This Python project is an implementation of a data collection pipeline, which automatically browse a website and collect information from it.
This project requires Selenium and Pandas.
The website I am scraping is VNDB, a visual novel wiki, because it is a website that does not change its layout very often. The script will be able to collect the data from top-rated visual novels with a certain keyword or genre.
I created a general-purpose basic scraper class with Selenium, with basic functionalities including clicking on elements by Xpath and accepting cookies applicable for all websites. I then created a child class of our basic scraper named VNDBScraper in a separate file, which is dedicated to the VNDB website.
In the VNDBScraper class, I created a method named download_img()
which downloads the head image from the description page of a visual novel and save it in raw_data/images. Note that this method is never invoked - I just want to practise retrieving image data.
Then I created get_info()
method which scrapes the information of all the visual novels in the search result table on a single page and save them as a list of dictionaries. The information collected includes description page url, title, platforms, languages available, release date, popularity and rating. I also created next()
method which finds the "next page" button and clicks on it.
The procedure of scraping is contained in the start_scrape()
function, which calls get_info()
to scrape the data from the first page. Then it goes on to the next page until the number of novels scraped reaches a certain limit (default 300) or when it reaches the last page.
I made use of the selenium.common.exceptions.NoSuchElementException
to determine whether or not we are on the last page:
while True:
# Collect info with scraper.get_info()
try:
scraper.next()
except NoSuchElementException:
print('Scraping finished - Last page scraped.')
break
Finally, the data collected are stored in raw_data/data.json .
I tested all the methods of VNDBScraper class with the built-in unittest module and made sure that all the public methods are running error-free and giving the output as intended. For example, I confirmed the get_info()
method correctly gives a list of non-empty dictionaries, each encodes all available information for a search result. Also, to test the download_image()
method, I made use of the glob
package and checked the path of the image with the following code:
list_of_files = glob.glob('raw_data/images/*')

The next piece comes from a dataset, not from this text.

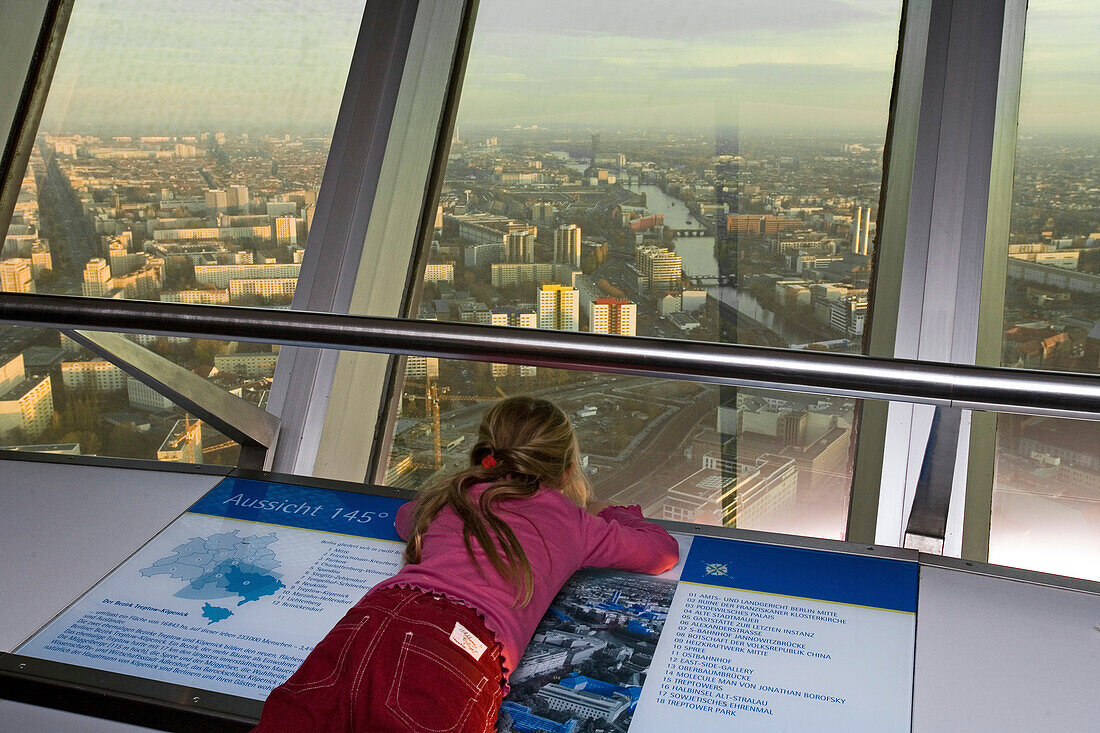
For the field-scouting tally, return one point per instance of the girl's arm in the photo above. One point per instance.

image_path = max(list_of_files, key = path.getctime) # This returns the latest file
I created a dockerfile according to the instructions given in docker_selenium.md and built a docker image to run our scraper.

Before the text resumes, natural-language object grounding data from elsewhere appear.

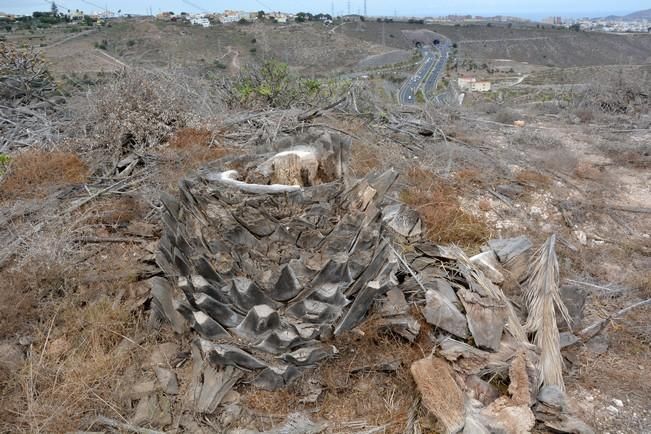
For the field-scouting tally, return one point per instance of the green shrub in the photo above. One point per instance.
(272, 84)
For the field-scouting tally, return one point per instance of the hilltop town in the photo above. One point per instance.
(269, 222)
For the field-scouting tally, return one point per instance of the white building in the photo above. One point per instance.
(200, 21)
(229, 17)
(473, 85)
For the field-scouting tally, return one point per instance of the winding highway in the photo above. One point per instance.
(428, 74)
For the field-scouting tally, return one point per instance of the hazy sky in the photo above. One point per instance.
(530, 9)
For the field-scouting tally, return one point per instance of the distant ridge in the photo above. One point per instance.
(639, 15)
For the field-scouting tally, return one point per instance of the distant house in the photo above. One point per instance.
(77, 15)
(165, 16)
(481, 86)
(279, 17)
(473, 85)
(200, 21)
(229, 17)
(353, 18)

The commands used are as follows:
To build the image:docker build -t vndbscraper
To push the container to Dockerhub:docker tag vndbscraper alanimp18/vndbscraper_img
docker push alanimp18/vndbscraper_img
I generated an access token for my Docker CLI. Then I setup the Github secrets which contains the credentials required to log into my dockerhub repo. I also created a GitHub action that builds and pushes Docker image to DockerHub repo.